Enerjinin Yüzde 6,5’İ Yenilenebilir
Dünya Doğayı Koruma Vakfı’nın (WWF) verilerine göre Türkiye’de yenilenebilir enerjinin birincil enerji kullanımındaki payı yüzde 6,5, elektrik üretimindeki payı ise yüzde 24. Türkiye’nin 2023 enerji stratejisi kapsamında yenilenebilir enerjinin elektrik üretimindeki payının yüzde 30’a çıkarılması hedefleniyor. WWF’nin hedefi ise 2050 yılında küresel ölçekte yüzde 100 yenilenebilir enerjiye geçişin sağlanması olarak açıklanıyor. WWF’nin internet sitesinde yer alan bilgilere göre iklim kriziyle mücadelede başarıya ulaşılamaması halinde Türkiye’de yüzde 50’lere ulaşacak milli gelir kaybı yaşanabilir. WWF’ye göre Türkiye’nin elektrik üretiminde bugün yaklaşık yüzde 30’larda olan yenilenebilir enerjinin payını 2030’a kadar yüzde 50’ye yükseltmesinin maliyeti, kömür odaklı politikalardan daha fazla değil.

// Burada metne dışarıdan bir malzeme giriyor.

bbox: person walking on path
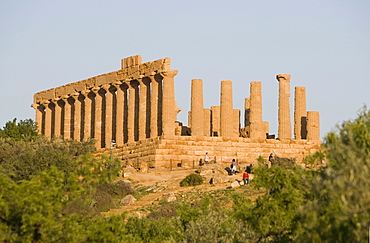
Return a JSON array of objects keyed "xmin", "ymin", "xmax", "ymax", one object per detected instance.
[{"xmin": 243, "ymin": 171, "xmax": 249, "ymax": 186}]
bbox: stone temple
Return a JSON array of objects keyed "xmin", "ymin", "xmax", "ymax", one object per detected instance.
[{"xmin": 32, "ymin": 55, "xmax": 321, "ymax": 168}]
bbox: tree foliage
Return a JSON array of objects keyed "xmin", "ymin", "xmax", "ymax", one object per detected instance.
[
  {"xmin": 0, "ymin": 118, "xmax": 39, "ymax": 141},
  {"xmin": 0, "ymin": 136, "xmax": 95, "ymax": 181},
  {"xmin": 299, "ymin": 107, "xmax": 370, "ymax": 242}
]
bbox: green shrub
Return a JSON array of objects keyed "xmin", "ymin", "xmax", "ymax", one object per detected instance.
[{"xmin": 180, "ymin": 174, "xmax": 203, "ymax": 186}]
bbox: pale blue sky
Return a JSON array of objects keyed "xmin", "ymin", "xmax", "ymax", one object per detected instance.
[{"xmin": 0, "ymin": 0, "xmax": 370, "ymax": 139}]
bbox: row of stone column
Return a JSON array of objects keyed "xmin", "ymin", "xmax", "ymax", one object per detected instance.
[
  {"xmin": 189, "ymin": 74, "xmax": 320, "ymax": 140},
  {"xmin": 276, "ymin": 74, "xmax": 320, "ymax": 140},
  {"xmin": 32, "ymin": 70, "xmax": 177, "ymax": 148},
  {"xmin": 189, "ymin": 79, "xmax": 240, "ymax": 137}
]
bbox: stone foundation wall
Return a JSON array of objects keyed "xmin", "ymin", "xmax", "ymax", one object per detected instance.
[{"xmin": 99, "ymin": 136, "xmax": 321, "ymax": 168}]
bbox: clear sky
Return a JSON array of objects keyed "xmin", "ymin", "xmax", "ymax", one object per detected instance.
[{"xmin": 0, "ymin": 0, "xmax": 370, "ymax": 137}]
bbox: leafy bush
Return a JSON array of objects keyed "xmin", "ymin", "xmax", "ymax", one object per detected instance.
[
  {"xmin": 0, "ymin": 118, "xmax": 39, "ymax": 141},
  {"xmin": 0, "ymin": 136, "xmax": 95, "ymax": 181},
  {"xmin": 180, "ymin": 174, "xmax": 203, "ymax": 187},
  {"xmin": 298, "ymin": 107, "xmax": 370, "ymax": 242}
]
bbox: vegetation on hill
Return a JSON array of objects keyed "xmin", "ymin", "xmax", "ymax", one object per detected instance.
[{"xmin": 0, "ymin": 107, "xmax": 370, "ymax": 242}]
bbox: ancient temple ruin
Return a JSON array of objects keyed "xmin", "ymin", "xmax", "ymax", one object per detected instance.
[{"xmin": 32, "ymin": 55, "xmax": 321, "ymax": 168}]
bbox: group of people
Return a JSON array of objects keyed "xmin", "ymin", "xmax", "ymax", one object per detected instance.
[{"xmin": 204, "ymin": 152, "xmax": 252, "ymax": 185}]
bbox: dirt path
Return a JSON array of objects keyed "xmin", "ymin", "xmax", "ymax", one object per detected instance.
[{"xmin": 103, "ymin": 170, "xmax": 246, "ymax": 216}]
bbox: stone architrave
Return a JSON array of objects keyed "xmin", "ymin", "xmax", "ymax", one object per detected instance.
[
  {"xmin": 138, "ymin": 78, "xmax": 148, "ymax": 140},
  {"xmin": 307, "ymin": 111, "xmax": 320, "ymax": 140},
  {"xmin": 211, "ymin": 106, "xmax": 220, "ymax": 137},
  {"xmin": 72, "ymin": 92, "xmax": 82, "ymax": 141},
  {"xmin": 42, "ymin": 100, "xmax": 52, "ymax": 138},
  {"xmin": 91, "ymin": 87, "xmax": 103, "ymax": 149},
  {"xmin": 127, "ymin": 81, "xmax": 136, "ymax": 143},
  {"xmin": 276, "ymin": 74, "xmax": 292, "ymax": 139},
  {"xmin": 31, "ymin": 104, "xmax": 42, "ymax": 134},
  {"xmin": 81, "ymin": 90, "xmax": 92, "ymax": 140},
  {"xmin": 62, "ymin": 95, "xmax": 72, "ymax": 139},
  {"xmin": 160, "ymin": 70, "xmax": 178, "ymax": 138},
  {"xmin": 53, "ymin": 98, "xmax": 62, "ymax": 138},
  {"xmin": 102, "ymin": 84, "xmax": 114, "ymax": 148},
  {"xmin": 294, "ymin": 86, "xmax": 307, "ymax": 139},
  {"xmin": 220, "ymin": 80, "xmax": 234, "ymax": 137},
  {"xmin": 249, "ymin": 81, "xmax": 266, "ymax": 139},
  {"xmin": 190, "ymin": 79, "xmax": 205, "ymax": 136},
  {"xmin": 244, "ymin": 98, "xmax": 251, "ymax": 127},
  {"xmin": 114, "ymin": 82, "xmax": 125, "ymax": 147}
]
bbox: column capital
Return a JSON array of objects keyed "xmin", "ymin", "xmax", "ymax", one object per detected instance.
[
  {"xmin": 112, "ymin": 81, "xmax": 122, "ymax": 88},
  {"xmin": 159, "ymin": 69, "xmax": 179, "ymax": 78},
  {"xmin": 101, "ymin": 84, "xmax": 111, "ymax": 91},
  {"xmin": 41, "ymin": 100, "xmax": 50, "ymax": 106},
  {"xmin": 91, "ymin": 86, "xmax": 100, "ymax": 94},
  {"xmin": 31, "ymin": 104, "xmax": 40, "ymax": 110},
  {"xmin": 60, "ymin": 95, "xmax": 69, "ymax": 101},
  {"xmin": 81, "ymin": 89, "xmax": 91, "ymax": 97},
  {"xmin": 71, "ymin": 92, "xmax": 80, "ymax": 100},
  {"xmin": 276, "ymin": 74, "xmax": 290, "ymax": 82}
]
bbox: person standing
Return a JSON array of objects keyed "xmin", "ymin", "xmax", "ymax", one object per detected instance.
[
  {"xmin": 204, "ymin": 152, "xmax": 209, "ymax": 164},
  {"xmin": 243, "ymin": 171, "xmax": 249, "ymax": 186}
]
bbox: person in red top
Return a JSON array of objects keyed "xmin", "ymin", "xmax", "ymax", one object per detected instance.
[{"xmin": 243, "ymin": 171, "xmax": 249, "ymax": 185}]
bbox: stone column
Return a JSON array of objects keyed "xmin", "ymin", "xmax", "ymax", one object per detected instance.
[
  {"xmin": 139, "ymin": 78, "xmax": 148, "ymax": 140},
  {"xmin": 42, "ymin": 100, "xmax": 52, "ymax": 138},
  {"xmin": 31, "ymin": 104, "xmax": 42, "ymax": 134},
  {"xmin": 250, "ymin": 81, "xmax": 266, "ymax": 139},
  {"xmin": 307, "ymin": 111, "xmax": 320, "ymax": 140},
  {"xmin": 220, "ymin": 80, "xmax": 234, "ymax": 137},
  {"xmin": 211, "ymin": 105, "xmax": 221, "ymax": 137},
  {"xmin": 276, "ymin": 74, "xmax": 292, "ymax": 139},
  {"xmin": 53, "ymin": 98, "xmax": 62, "ymax": 138},
  {"xmin": 91, "ymin": 87, "xmax": 103, "ymax": 149},
  {"xmin": 62, "ymin": 95, "xmax": 72, "ymax": 139},
  {"xmin": 203, "ymin": 108, "xmax": 212, "ymax": 137},
  {"xmin": 190, "ymin": 79, "xmax": 205, "ymax": 136},
  {"xmin": 72, "ymin": 92, "xmax": 82, "ymax": 141},
  {"xmin": 244, "ymin": 98, "xmax": 251, "ymax": 127},
  {"xmin": 233, "ymin": 109, "xmax": 240, "ymax": 137},
  {"xmin": 160, "ymin": 70, "xmax": 178, "ymax": 138},
  {"xmin": 81, "ymin": 90, "xmax": 92, "ymax": 140},
  {"xmin": 294, "ymin": 86, "xmax": 307, "ymax": 139},
  {"xmin": 149, "ymin": 74, "xmax": 158, "ymax": 138},
  {"xmin": 102, "ymin": 84, "xmax": 114, "ymax": 148},
  {"xmin": 114, "ymin": 82, "xmax": 125, "ymax": 146},
  {"xmin": 127, "ymin": 81, "xmax": 136, "ymax": 143}
]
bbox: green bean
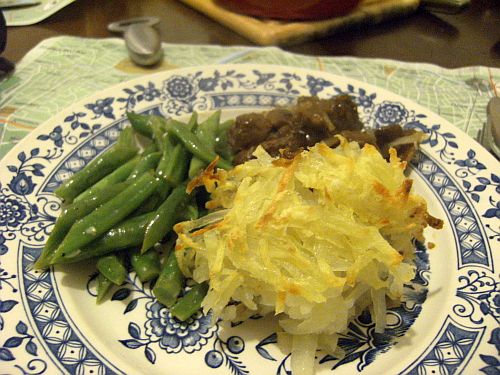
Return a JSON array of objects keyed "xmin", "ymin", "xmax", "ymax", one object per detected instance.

Yine WWF’nin sitesinde yer alan bilgilere göre 2100 yılına kadar küresel ısınmaya bağlı olarak deniz seviyesi 74 cm. artacak. İstanbul ve İzmir’de 50 cm. yükselmesi durumunda 252 bin kişi taşkınlara maruz kalacak.
Dünyanın Gündemi Sürdürülebilirlik
Teknolojide yaşanan gelişmelerle dünyanın ve uzayın daha iyi tanınması ve geleceğin daha uzun vadeli olarak planlanmaya başlanması ile birlikte sürdürülebilir enerji kaynakları her geçen gün daha fazla gündeme gelmeye ve bu kaynakların önemi artmaya başladı. Dünya, “sürdürülebilirlik” kelimesi ile ilk olarak Birleşmiş Milletler bünyesi altında çalışmakta olan Dünya Çevre ve Kalkınma Komisyonu’nun 1987 yılı içerisinde yayımlamış olduğu “Ortak Geleceğimiz” isimli rapor ile birlikte tanıştı. Raporda yer alan sürdürülebilirlik tanımı: “İnsanlık; doğanın gelecek nesillerin gereksinimlerine yanıt verme yeteneğini tehlikeye atmadan, günlük ihtiyaçları temin ederek, kalkınmayı sürdürülebilir kılma yeteneğine sahiptir” şeklinde yapıldı.
Sürdürülebilirliğin hayata geçmesindeki en büyük etken, 1984 yılında ilk defa tespit edilen insan etkinliği kaynaklı ozon deliği oldu.
Dünyada bulunan birçok enerji çeşidinin sınırlı olması ve günümüzde bu sınırların zorlanıyor olması ile birlikte üretici firmalar ve kullanıcılar güneş enerjisi gibi daha sürdürülebilir enerji çeşitlerini tercih etmeye başladı. Özellikle elektrikli arabaların piyasaya sürülmesi ile birlikte sürdürülebilir enerjiye olan yönelim daha da arttı.